Ein „alter Bekannter“, etablierte Autorinnen, Entdeckungen – die Nominierungen für den Preis der Leipziger Buchmesse 2023 decken eine große Bandbreite ab. Mit dem Österreicher Clemens J. Setz („Monde vor der Landung“) nominierte die Jury in der Belletristik-Kategorie einen Autor, der den Preis vor zwölf Jahren schon einmal gewonnen hat. Er ist auch Braunschweiger Raabe-Preisträger. Auch der in Braunschweig lebende Autor Joshua Groß („Prana Extrem“) ist auf der Short-List zu finden. Außerdem wurden Ulrike Draesner („Die Verwandelten“), Angela Steidele („Aufklärung. Ein Roman“) und Dinçer Güçyeter („Unser Deutschlandmärchen“) nominiert.

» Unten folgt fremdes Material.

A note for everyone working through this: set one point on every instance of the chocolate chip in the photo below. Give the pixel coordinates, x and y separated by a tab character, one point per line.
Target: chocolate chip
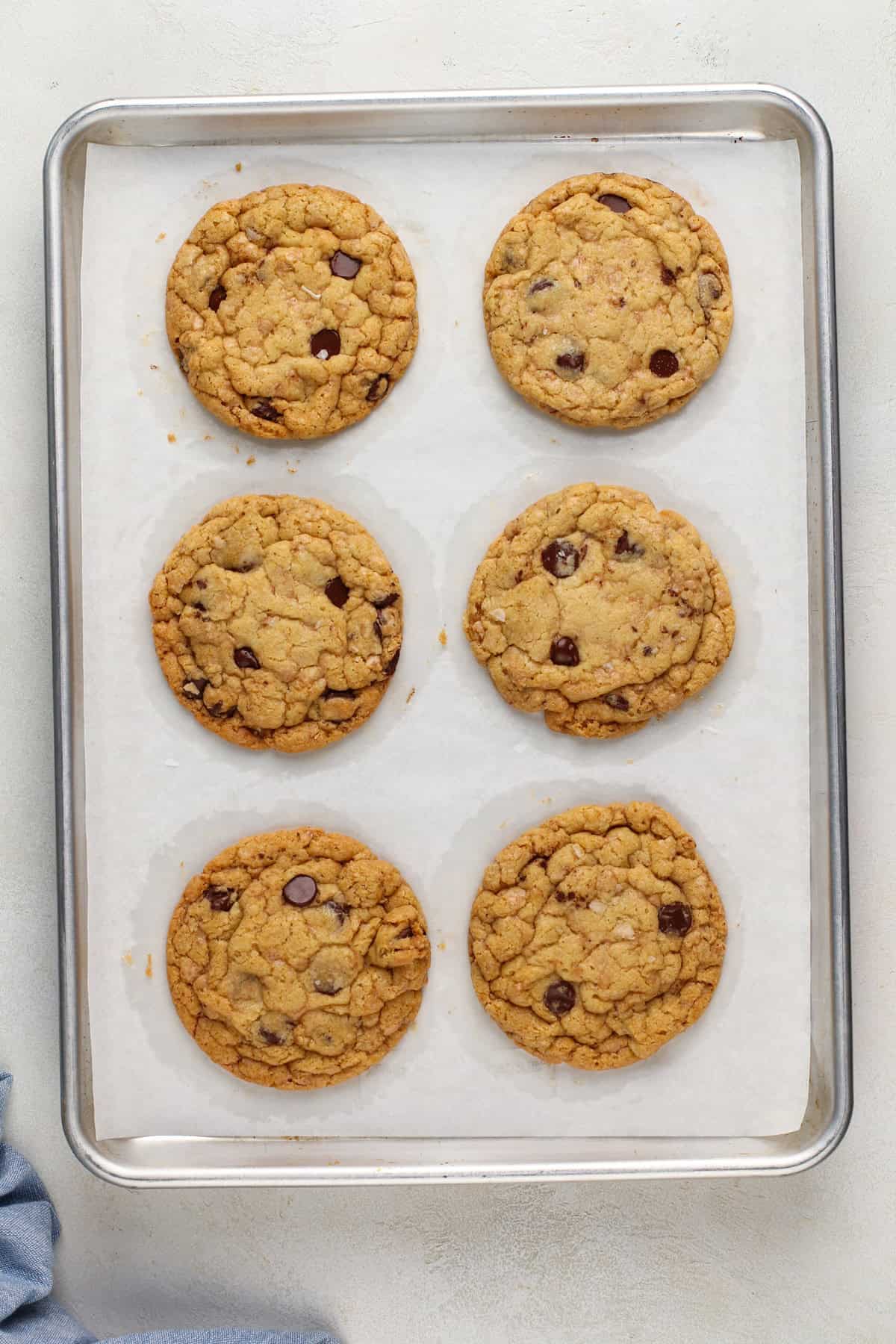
664	363
220	710
561	558
571	361
267	410
615	700
300	890
336	591
618	205
327	987
270	1036
344	267
709	289
193	690
675	918
326	343
220	898
625	546
559	998
564	652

Logo Braunschweiger ZeitungDieser Bezahlartikel ist zuerst erschienen am 25.3.2023

Die Jury-Vorsitzende Insa Wilke hob die Vielfalt hervor: „In diesem Jahr haben uns quer durch die Sparten die unterschiedlichen Ausdrucksformen fasziniert, mit denen einerseits Geschichte zum Spiegel gegenwärtiger Fragen wird und andererseits die unmittelbare Gegenwart befragbar und sichtbar wird in ihren Ambivalenzen und komplexen Konfliktlagen“, erklärte sie.

Schon für die Nominierung gibt’s 1000 Euro

Der Preis wird am 27. April in Leipzig verliehen. Nach Angaben der Messe hatten diesmal 161 Verlage insgesamt 465 Werke eingereicht. Der Preis wird in den Kategorien Belletristik, Übersetzung und Sachbuch/Essayistik vergeben. Er ist mit insgesamt 60.000 Euro dotiert – je 15.000 Euro erhalten die Gewinnerin oder der Gewinner, jede Nominierung ist zudem 1000 Euro wert.

Joshua Groß traf BZ-Redakteur Florian Arnold 2021 zum Gespräch. Dank Romanen wie „Flexen in Miami“ gilt der Braunschweiger Joshua Groß als wichtiger neuer Gegenwartsautor. Das Faszinierende an ihm sei, dass er nicht mit dem Denken aufhören könne, hat die Literaturkritikerin Insa Wilke ihn gepriesen, in ihrer Laudatio zur Verleihung des Anna-Seghers-Preises 2019. Und dass es ihm eben dadurch gelinge, der flackernden Unruhe einer multimedialen, allseits vernetzten Gegenwart literarisch gerecht zu werden. „Endlich Wirklichkeit!“, so Wilke euphorisch.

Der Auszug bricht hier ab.